Clinical manifestation of BVMD is mainly limited to the posterior pole [6]. The disease course usually progresses through five clinical stages, namely, previtelliform (stage 1), vitelliform (stage 2), pseudohypopyon (stage 3), vitelliruptive (stage 4) and atrophic stage (stage 5) [5]. Most patients with BVMD maintain good functional vision throughout the course of disease. However, choroidal neovascularization (CNV) can occur resulting in poor vision if left untreated. The incidence of CNV was reported to be about 20% in earlier studies [6, 7] and as high as 65% in a more recent study using optical coherence tomography angiography [8]. Macular hole is another rare vision-threatening complication of BVMD [9].
Even though the primary site of involvement in BVMD seems to be in the RPE [10], the pathophysiology is not fully understood. Therefore it is worthwhile to study choroid in BVMD in view of the close structural and functional relationship between RPE and choroid as well as the risk of CNV in BVMD [11]. To date, understanding of choroidal pathology in BVMD is still very limited [12] because of the rarity of the disease, physical inaccessibility of the choroid and the lack of reliable biomarkers.
With the advancement in optical coherence tomography (OCT), especially the use of enhanced depth imaging (EDI), choroidal structure can be assessed accurately and reliably in a non-invasive manner [13]. In addition, choroidal vascularity index (CVI) was developed as a novel biomarker for choroidal angioarchitecture [14]. Compared to the traditional choroidal thickness (CT), CVI takes into account changes in both the vascular and stromal area in the choroid and is proven to be a more robust marker in numerous ocular and systemic conditions [15]. In this study, we aim to investigate choroidal structural changes measured by CVI and CT in eyes with BVMD in different clinical stages by comparing to health controls.
Methods
This was a retrospective cross-sectional study carried out at tertiary eye centres in India and Italy between 2016 and 2018. Patients with BVMD, as well as normal control subjects who were age- and gender-matched, were recruited from all centres. BVMD was diagnosed clinically on the basis of characteristic funduscopic changes except in previtelliform stage, an abnormal electrooculogram (EOG, Arden ratio < 1.5) and the presence of a positive family history with at least one affected first-order relative. Subjects were excluded if they had significant media opacity, refractive error of more than − 6 dioptre spherical equivalent or abnormal fixation e.g. nystagmus. Ethics approval was obtained from the institutional review boards and written informed consent was obtained from each subject. This study adhered to the tenets of Declaration of Helsinki.
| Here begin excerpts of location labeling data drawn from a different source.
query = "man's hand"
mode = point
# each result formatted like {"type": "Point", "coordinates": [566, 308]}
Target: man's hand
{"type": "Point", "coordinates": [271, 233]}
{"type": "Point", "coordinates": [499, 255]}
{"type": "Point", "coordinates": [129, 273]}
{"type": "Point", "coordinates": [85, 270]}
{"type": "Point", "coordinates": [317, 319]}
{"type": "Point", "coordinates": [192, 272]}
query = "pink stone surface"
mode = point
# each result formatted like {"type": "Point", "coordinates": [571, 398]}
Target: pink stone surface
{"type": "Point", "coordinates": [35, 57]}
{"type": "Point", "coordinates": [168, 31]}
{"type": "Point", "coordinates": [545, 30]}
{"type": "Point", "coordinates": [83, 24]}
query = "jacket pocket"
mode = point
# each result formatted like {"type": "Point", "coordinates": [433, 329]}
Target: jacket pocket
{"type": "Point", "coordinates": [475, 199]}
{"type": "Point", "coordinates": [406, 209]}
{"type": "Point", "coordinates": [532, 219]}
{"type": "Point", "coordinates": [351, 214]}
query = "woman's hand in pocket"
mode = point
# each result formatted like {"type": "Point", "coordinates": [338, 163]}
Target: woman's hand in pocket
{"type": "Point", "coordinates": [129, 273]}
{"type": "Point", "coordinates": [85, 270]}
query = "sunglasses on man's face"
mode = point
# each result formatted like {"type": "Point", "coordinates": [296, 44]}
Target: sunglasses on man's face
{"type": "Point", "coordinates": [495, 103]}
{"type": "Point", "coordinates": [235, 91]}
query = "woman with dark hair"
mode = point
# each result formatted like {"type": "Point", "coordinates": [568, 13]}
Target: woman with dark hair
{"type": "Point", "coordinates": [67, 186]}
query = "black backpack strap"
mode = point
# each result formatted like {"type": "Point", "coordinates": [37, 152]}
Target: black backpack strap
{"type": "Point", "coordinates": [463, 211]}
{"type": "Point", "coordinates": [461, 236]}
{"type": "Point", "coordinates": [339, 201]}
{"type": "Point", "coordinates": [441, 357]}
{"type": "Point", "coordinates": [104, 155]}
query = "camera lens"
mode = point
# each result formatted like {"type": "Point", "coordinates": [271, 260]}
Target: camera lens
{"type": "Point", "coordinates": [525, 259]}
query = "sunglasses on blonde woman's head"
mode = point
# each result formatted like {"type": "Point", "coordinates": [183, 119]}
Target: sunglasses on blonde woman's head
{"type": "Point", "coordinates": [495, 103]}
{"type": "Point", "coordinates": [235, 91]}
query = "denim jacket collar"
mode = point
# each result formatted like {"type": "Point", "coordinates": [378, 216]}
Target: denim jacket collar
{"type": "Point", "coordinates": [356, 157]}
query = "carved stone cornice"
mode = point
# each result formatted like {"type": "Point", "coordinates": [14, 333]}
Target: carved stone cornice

All subjects underwent complete ophthalmic examination including best corrected visual acuity measured by Snellen chart, slit-lamp biomicroscopy and dilated fundus examination. Genotype was performed in 40% of the cases. Patients’ demographics data were also recorded.
Image Acquisition
All subjects underwent EDI-OCT scans using either Spectralis (Heidelberg Engineering, Vista, CA, USA), Cirrus (Carl Zeiss Meditec, Dublin, CA) or DRI OCT-1 Atlantis (Topcon Medical Systems, Oakland, NJ) OCT machines. A volume scan of 20° × 20° containing at least 25 B-scans centring at the fovea was obtained for each eye. Individual B-scans had an average of nine frames and were 240 µm apart from the next B-scan.
Image Analysis
One eye from each subject was included in the image analysis. If both eyes from the same subject were eligible and had gradable OCT images, the right eye was chosen for analysis.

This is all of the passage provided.